Last year a natural gas pipeline project that would take NG to tidewater in northern British Columbia was approved to proceed after the developer met with and negotiated the approval of all elected Band Councils and other stakeholders along the route.

Before work could fully proceed, the Hereditary Chiefs of one First Nation's Band took it upon themselves to blockade the road that provided access to the pipeline route where it crossed disputed land. The Hereditary Chiefs, some of whom are members of the elected councils that agreed with the developer, claim the agreement only applies to the reserve lands where the bands reside. They admit no agreement for work to proceed on the land they claim as historically theirs.

The Royal Canadian Mounted Police have cleared the blockades and removed the protestors.

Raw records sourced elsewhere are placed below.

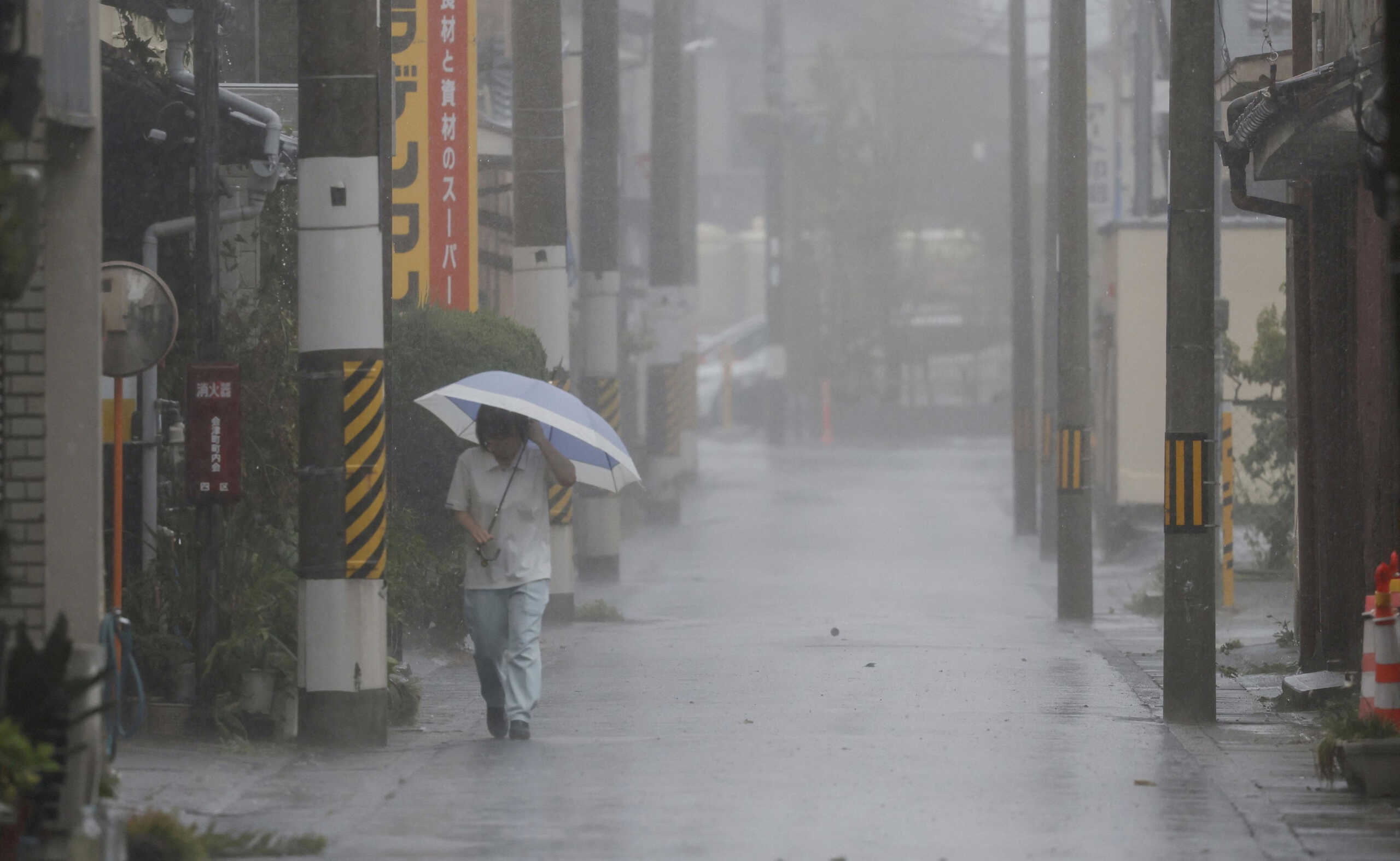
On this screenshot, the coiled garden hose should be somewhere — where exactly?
[98,613,145,759]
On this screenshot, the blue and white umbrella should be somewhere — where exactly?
[415,371,641,491]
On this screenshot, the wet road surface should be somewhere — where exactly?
[333,441,1265,861]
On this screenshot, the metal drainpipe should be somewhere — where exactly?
[137,20,282,569]
[1225,164,1305,219]
[137,172,277,567]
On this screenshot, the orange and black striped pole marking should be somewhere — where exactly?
[1163,434,1215,532]
[1221,410,1235,606]
[1057,426,1093,493]
[345,360,388,579]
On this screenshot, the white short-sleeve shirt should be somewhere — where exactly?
[447,444,552,589]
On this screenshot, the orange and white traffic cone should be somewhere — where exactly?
[1362,554,1400,728]
[1358,595,1376,719]
[1360,553,1400,719]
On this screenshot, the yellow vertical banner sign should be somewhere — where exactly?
[390,0,477,311]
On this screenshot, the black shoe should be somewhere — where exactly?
[486,706,505,738]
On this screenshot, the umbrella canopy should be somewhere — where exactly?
[413,371,641,491]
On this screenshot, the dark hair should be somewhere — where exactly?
[476,403,529,444]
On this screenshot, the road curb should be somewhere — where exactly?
[1083,626,1315,861]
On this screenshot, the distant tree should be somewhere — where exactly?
[1225,292,1298,569]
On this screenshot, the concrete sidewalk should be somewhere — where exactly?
[1086,535,1400,859]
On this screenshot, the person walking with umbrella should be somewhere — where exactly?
[447,405,577,741]
[413,371,641,739]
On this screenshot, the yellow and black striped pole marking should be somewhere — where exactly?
[588,377,622,431]
[345,360,388,579]
[549,377,574,526]
[647,362,686,458]
[1221,410,1235,606]
[1058,424,1092,493]
[665,362,686,458]
[1163,434,1214,532]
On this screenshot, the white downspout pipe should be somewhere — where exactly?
[137,8,282,569]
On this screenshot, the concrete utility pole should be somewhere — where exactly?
[1037,3,1064,560]
[680,0,705,482]
[511,0,574,622]
[1008,0,1036,535]
[763,0,788,445]
[1057,0,1093,619]
[575,0,622,579]
[191,0,224,729]
[1287,3,1316,671]
[647,0,695,521]
[1162,0,1215,722]
[297,0,392,745]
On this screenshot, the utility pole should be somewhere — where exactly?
[575,0,622,579]
[1037,3,1064,560]
[680,0,705,482]
[1133,0,1158,219]
[191,0,224,729]
[511,0,574,622]
[763,0,788,445]
[297,0,392,745]
[647,0,693,522]
[1287,3,1316,671]
[1055,0,1098,619]
[1013,0,1036,535]
[1162,0,1215,722]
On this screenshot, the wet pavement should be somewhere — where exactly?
[118,440,1400,861]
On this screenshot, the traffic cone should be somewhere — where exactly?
[1361,554,1400,728]
[1358,553,1400,719]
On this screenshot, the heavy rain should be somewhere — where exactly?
[0,0,1400,861]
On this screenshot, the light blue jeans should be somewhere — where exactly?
[466,579,549,722]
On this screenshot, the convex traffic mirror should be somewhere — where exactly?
[102,260,179,377]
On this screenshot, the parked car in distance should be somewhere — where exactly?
[696,315,768,426]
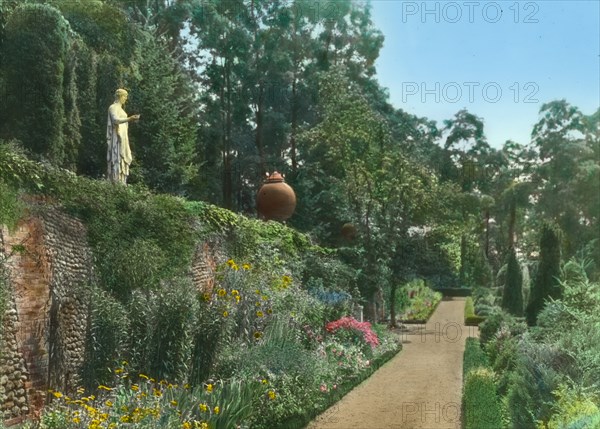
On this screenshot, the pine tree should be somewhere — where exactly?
[2,4,69,165]
[526,222,561,326]
[502,248,523,317]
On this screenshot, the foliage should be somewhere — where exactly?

At the same time a number of groups across Canada have set up camps and disrupted highways, Government buildings and railways in support of the BC Hereditary Chiefs. All of the blockades are illegal and even First Nation leaders have urged the protestors to cease and desist.

While law enforcement at these sites is actually a provincial responsibility, though the RCMP are often contracted to the Province in rural areas. Pressure is building on Canada's Prime Minister to "stop the blockades", the matter has even become a topic for the Federal Opposition Party's Leadership race where one candidate is proclaiming he will end them immediately (and presumably prevent any in the future) upon achieving power.

The protests have shut down rail transport in eastern Canada and are slowly strangling the Canadian economy. They need to end. Those who are protesting and their supporters would do well to consider that unnecessarily drastic and destructive action will not build support for their cause, whether that cause is to stop a pipeline or to use access to its construction as a lever to settle a land dispute.